As vítimas mostradas são dois jovens um de 19 e outro de 20 anos. Em depoimento no 5º Distrito Policial (Aclimação), ambos relataram ter passado momentos de pânico.
Negando serem homossexuais, eles contaram à polícia que estavam esperando um táxi por volta das 6h30, perto da estação Brigadeiro do Metrô, quando viram os agressores caminhando, sem demonstrar nenhuma anormalidade, segundo o delegado-assistente..
Ao se aproximar, o grupo apontado pela polícia como homofóbico teria chamado as vítimas de "bicha" e insinuado que eram "namorados". Vale ressaltar mais uma vez que os agressores são jovens de classe média e a maioria menor de idade.
Sem intervalo, como foi dito no depoimento, ambos continuaram sendo atingidos por chutes e socos. Assustado, uma das vítimas correu até a estação do Metrô. De lá, momentos depois, ligou para o amigo, usando um telefone celular. O aparelho recebeu a chamada no bolso o rapaz estava no chão, desmaiado.

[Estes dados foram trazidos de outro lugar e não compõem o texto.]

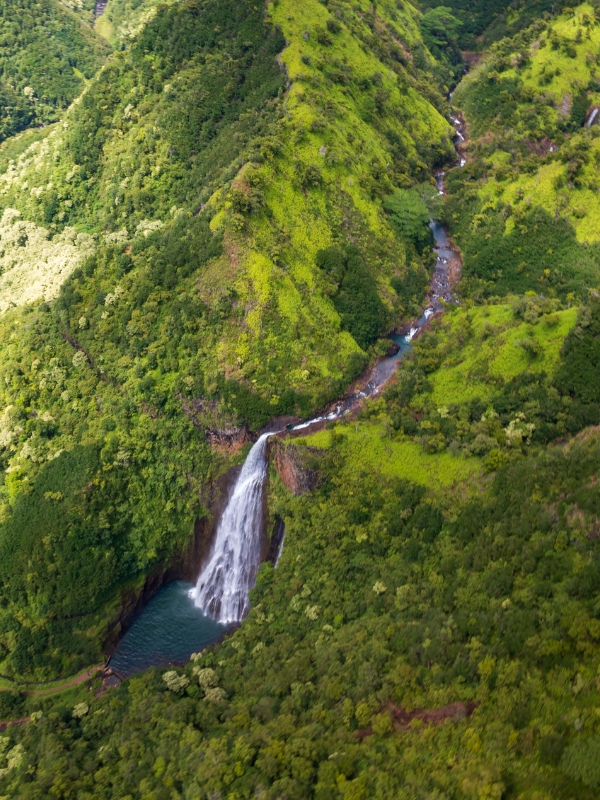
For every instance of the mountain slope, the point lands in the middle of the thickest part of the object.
(525, 210)
(47, 55)
(166, 278)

Foi um pedestre desconhecido, ouvindo o toque, que enfiou a mão no bolso da vítima e atendeu a ligação, informando que o mesmo estava desacordado. Ainda dentro da entrada da estação, uma das vítimas ligou para o pai do amigo. Minutos depois, o socorro chegou. Os responsáveis pelo ataque já tinham deixado o local.
Tentativa de homicídio
O depoimento serviu para reforçar a tese defendida pela polícia de que o ato não foi uma simples agressão, mas uma tentativa de homicídio, crime cuja pena pode ir até 14 anos de prisão. Os agressores também devem responder por lesão corporal e roubo, já que o primeiro alvo dos rapazes, um guardador de carro, disse ter ficado sem a carteira após ser atacado.